2019年06月26日 | 発達障害について
自閉症スペクトラム障害(2)

 自閉症スペクトラム障害(ASD)の原因については、詳しいことは解明されていないようだが、現在では脳機能の障害によるものとされている。遺伝子上の染色体などに何らかの先天的な異常があり、それが原因で脳機能に障害が生じて、認知や感覚の偏りが引き起こされる、という説明である。

 ところで、自閉症スペクトラム障害の中心的な症状は、「社会性・コミュニケーションの障害」と「同一性へのこだわり(常同性)」とされているが、これらを統一的に理解するにはどのように考えればいいだろう。同一性にこだわるということは、それ以外の多様なものを排除するということであり、社会や他者への関心が薄くなる、ということにとりあえずはなるだろう。最近、この「社会性・コミュニケーションの障害」と「同一性へのこだわり(常同性)」の関係について、感覚過敏の視点から考える、興味深い説明に接したので記しておく。

 自閉症スペクトラム障害をもつ人は、聴覚過敏をともなう人が多いようだ。普通の人(定型発達の人)は、聴覚について選択的注意という機能が働き、必要なものに耳を傾け、その音を選択的に聞き分けることができる。ところが、自閉症スペクトラム障害をもつ人は、この選択的注意という機能か働かず、周りのすべての音が押し寄せてくるというのだ。自分を取り巻く音が等価になるということは、すべてがノイズになるということであり、世界から意味が消滅するということでもある。とても耐えられることではなかろう。

 同じことが視覚にも起こっているというのだ。目の前にいる人も、テーブルの上の物体も、その背景にあるものも、目で見る視覚的世界が意味を失った等価なものとして押し寄せてくる。そうした視覚的なノイズの洪水から身を守るために、自閉症スペクトラム障害をもつ人は自分の興味あるものだけに注意を払うのだという。その結果、「同一性へのこだわり」と「社会性・コミュニケーションの障害」という2つの症状(特性)が生じるという訳だ。この考え方の医学的、学問的な成否は私には判断する能力はないが、文系的には理解しやすい魅惑的な考え方に思える。

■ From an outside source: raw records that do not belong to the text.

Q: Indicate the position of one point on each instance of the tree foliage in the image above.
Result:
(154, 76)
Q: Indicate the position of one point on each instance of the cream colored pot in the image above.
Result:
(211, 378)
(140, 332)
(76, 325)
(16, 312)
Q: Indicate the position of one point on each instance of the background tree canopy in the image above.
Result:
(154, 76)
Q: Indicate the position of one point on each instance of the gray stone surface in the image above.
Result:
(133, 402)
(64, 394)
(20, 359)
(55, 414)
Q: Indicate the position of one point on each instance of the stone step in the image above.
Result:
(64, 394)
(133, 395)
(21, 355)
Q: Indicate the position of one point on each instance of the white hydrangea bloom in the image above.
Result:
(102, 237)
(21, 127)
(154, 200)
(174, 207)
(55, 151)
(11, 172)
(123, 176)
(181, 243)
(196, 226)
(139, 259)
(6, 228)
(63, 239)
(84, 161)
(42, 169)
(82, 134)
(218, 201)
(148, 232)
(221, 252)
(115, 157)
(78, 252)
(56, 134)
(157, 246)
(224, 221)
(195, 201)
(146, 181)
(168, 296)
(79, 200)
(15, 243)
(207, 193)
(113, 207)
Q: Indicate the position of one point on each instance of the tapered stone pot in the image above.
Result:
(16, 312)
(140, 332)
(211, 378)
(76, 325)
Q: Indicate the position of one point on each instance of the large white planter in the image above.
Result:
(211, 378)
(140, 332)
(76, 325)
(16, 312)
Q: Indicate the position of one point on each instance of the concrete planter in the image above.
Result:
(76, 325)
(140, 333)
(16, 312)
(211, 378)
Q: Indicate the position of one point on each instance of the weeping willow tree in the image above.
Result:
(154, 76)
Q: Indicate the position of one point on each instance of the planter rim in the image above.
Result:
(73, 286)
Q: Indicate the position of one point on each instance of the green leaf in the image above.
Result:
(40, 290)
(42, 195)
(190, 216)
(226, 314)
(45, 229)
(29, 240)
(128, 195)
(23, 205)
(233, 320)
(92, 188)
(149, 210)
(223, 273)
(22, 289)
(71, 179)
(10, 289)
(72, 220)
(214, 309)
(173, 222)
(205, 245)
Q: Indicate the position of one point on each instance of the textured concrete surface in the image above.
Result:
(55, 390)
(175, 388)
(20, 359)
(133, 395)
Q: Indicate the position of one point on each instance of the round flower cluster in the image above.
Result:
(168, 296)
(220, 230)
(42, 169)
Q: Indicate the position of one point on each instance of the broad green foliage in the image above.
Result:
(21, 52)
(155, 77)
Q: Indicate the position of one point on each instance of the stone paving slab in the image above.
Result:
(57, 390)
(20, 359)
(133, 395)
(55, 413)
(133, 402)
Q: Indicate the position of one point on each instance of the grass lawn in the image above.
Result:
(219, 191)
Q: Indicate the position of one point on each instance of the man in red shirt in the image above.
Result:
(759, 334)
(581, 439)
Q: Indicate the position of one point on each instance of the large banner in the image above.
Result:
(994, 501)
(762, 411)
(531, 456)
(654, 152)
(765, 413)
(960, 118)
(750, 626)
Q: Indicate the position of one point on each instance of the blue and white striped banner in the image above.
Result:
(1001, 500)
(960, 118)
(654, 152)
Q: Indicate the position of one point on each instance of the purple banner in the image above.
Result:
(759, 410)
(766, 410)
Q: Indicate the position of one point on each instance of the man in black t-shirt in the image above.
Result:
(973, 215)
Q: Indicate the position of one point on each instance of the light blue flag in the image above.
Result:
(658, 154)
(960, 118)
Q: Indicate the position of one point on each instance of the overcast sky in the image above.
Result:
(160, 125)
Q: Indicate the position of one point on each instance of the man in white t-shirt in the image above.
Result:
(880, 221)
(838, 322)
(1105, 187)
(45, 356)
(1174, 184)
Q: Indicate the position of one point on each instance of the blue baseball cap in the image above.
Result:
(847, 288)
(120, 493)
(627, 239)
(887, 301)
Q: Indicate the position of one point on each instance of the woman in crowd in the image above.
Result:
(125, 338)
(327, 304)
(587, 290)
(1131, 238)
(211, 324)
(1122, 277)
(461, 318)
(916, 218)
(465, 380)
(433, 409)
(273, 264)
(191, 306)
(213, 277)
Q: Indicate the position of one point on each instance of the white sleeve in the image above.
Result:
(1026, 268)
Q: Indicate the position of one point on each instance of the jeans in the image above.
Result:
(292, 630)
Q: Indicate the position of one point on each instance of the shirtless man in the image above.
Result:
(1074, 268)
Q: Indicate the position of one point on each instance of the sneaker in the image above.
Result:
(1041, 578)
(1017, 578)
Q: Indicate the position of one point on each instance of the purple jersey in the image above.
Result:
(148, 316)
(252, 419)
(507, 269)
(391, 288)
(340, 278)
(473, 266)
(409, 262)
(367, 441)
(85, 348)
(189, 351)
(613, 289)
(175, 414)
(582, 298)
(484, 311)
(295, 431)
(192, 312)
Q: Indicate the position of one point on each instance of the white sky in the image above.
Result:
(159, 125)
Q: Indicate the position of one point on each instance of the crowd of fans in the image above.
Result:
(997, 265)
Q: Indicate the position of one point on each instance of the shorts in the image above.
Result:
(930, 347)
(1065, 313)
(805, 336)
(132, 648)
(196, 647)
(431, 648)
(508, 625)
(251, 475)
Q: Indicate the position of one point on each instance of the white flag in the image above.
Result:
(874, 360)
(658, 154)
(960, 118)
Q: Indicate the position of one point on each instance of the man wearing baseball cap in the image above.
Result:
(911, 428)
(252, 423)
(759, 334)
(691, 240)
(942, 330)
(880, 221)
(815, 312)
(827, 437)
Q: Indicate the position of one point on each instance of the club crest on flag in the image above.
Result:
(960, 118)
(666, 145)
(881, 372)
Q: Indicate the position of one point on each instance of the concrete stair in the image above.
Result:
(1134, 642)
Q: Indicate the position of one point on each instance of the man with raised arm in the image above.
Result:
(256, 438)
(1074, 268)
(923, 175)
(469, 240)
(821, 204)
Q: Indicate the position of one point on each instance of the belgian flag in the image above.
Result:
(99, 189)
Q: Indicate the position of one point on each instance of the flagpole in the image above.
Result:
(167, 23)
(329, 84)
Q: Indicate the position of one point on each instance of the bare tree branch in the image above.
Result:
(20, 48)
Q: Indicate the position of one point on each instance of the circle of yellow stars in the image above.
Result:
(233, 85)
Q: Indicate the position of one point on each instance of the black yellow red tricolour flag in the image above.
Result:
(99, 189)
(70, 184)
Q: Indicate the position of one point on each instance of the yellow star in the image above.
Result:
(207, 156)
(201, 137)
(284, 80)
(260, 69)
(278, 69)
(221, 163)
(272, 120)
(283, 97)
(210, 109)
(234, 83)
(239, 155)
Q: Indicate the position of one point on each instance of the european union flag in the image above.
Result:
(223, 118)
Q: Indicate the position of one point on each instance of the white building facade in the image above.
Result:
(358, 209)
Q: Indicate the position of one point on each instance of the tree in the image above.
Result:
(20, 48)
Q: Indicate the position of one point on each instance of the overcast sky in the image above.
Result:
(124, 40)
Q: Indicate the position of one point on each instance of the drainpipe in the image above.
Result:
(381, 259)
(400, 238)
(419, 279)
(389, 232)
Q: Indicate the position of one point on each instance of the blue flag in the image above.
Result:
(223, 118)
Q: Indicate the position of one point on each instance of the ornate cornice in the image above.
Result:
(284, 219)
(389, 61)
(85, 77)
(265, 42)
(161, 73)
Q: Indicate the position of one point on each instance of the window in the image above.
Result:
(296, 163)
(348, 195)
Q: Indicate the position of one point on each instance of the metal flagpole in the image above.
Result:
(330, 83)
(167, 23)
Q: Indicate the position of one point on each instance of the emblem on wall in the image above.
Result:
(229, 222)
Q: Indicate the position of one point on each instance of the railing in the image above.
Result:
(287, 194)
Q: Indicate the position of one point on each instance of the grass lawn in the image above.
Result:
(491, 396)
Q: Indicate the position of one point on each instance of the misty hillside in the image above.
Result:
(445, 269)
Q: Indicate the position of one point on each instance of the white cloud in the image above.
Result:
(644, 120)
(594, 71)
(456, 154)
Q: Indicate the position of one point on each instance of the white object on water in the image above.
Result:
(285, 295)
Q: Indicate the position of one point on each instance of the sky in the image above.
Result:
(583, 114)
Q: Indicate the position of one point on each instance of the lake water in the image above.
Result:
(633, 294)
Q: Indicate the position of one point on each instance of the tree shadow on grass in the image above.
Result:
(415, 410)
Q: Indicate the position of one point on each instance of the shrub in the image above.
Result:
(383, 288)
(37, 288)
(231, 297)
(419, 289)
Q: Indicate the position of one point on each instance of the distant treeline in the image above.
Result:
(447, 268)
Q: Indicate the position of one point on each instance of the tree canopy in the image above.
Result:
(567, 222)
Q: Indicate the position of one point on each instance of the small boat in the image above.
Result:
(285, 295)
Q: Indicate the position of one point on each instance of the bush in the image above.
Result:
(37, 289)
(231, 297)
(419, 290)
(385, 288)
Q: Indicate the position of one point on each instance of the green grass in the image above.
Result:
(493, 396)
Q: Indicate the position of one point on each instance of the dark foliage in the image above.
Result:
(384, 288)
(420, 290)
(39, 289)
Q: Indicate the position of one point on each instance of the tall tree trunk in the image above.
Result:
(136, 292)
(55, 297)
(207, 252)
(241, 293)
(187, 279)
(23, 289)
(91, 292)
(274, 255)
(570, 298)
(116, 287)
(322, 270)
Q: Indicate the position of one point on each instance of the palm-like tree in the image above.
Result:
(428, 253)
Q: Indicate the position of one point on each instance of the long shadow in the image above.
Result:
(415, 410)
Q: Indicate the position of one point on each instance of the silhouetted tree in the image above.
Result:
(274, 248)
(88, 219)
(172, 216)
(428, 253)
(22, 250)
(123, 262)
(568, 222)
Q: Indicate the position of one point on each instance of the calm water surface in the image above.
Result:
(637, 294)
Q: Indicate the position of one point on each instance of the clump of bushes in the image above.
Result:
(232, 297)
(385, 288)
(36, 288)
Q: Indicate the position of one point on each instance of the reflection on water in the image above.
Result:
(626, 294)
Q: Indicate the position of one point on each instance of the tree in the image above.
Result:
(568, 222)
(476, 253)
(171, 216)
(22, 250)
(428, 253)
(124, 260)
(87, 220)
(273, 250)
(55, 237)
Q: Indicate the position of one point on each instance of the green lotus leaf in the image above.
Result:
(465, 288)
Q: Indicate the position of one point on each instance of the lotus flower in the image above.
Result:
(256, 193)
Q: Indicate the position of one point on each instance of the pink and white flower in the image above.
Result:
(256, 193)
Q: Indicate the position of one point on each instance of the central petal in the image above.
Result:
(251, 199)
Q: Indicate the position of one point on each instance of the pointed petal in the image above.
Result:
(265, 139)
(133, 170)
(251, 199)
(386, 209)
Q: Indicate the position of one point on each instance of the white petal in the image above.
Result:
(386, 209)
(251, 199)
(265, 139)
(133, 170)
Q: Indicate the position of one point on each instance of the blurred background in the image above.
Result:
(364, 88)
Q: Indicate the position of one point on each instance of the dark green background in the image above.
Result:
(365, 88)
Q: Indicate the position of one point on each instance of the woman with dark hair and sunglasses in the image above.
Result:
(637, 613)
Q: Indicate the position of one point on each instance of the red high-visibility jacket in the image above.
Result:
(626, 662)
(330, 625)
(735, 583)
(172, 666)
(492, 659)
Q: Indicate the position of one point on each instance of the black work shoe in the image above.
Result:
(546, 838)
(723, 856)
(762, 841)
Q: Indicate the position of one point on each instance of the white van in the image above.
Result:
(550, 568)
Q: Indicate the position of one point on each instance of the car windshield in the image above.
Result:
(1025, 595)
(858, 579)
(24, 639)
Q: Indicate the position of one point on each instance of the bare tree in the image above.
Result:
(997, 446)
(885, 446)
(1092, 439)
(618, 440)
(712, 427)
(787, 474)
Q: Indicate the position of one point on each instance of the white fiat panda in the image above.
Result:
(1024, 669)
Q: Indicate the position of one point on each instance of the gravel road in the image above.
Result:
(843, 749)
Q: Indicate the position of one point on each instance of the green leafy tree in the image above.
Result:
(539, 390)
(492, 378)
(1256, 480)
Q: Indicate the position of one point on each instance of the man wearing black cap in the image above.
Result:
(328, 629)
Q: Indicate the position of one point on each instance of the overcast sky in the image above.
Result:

 ところで、「同一性へのこだわり」と「社会性・コミュニケーションの障害」という2つの症状のうち、診断する上でより重要なのは「同一性へのこだわり」の方だという。「社会性・コミュニケーションの障害」を基準にすると、ADHD(注意欠如多動性障害)との判別が難しいのだという。ADHDは本来対人関係は良好であることが多いが、その衝動的な行動によって対人関係の失敗を繰り返すうちに、自信を失って他者と交流することを避け、孤立してしまう傾向がある。この場合、「社会性・コミュニケーションの障害」という観点で見ると、ASDとADHDを区別することが困難になるのだという。

岩波明『発達障害』文春新書2017
平岩幹男『自閉症スペクトラム障害』岩波新書2012
田淵俊彦他『発達障害と少年犯罪』新潮新書2018

発達障害に関する覚書(1)

2019年06月26日 | 発達障害について
自閉症スペクトラム障害(1)

 自閉症スペクトラム障害(ASD)は、「コミュニケーション、対人関係の持続的な欠陥」と「限定された反復的な行動、興味、活動」を主要な症状とする、「発達障害」の1つである。従来は三つ組などといわれ、「社会性の障害」「コミュニケーション(言語・非言語)の障害」「想像力の障害(こだわり)」の3つが基準とされてきたが、「社会性の障害」と「コミュニケーションの障害」は1つにまとめて考えてもよかろう。

 自閉症スペクトラム障害(ASD)という言葉は、アメリカ精神医学会が2013年に発表した「精神疾患の診断・統計マニュアル(第5版)」(DSM-5)による診断名である。従来の自閉症やアスペルガー症候群を包括する概念であり、DSM-4の診断基準で用いられた「広汎性発達障害」とほぼ同義であるといってよい。

 スペクトラムとは、「連続体」という意味であり、軽症の人から重症の人まで、様々なレベル・状態の人が広汎に分布していることを表している。

 なお、「発達障害」とは、単一の障害名ではなく、「自閉症スペクトラム障害(ASD)」のほか、「注意欠如多動性障害(ADHD)」「学習障害(LD)」などを含む大雑把で包括的な概念である。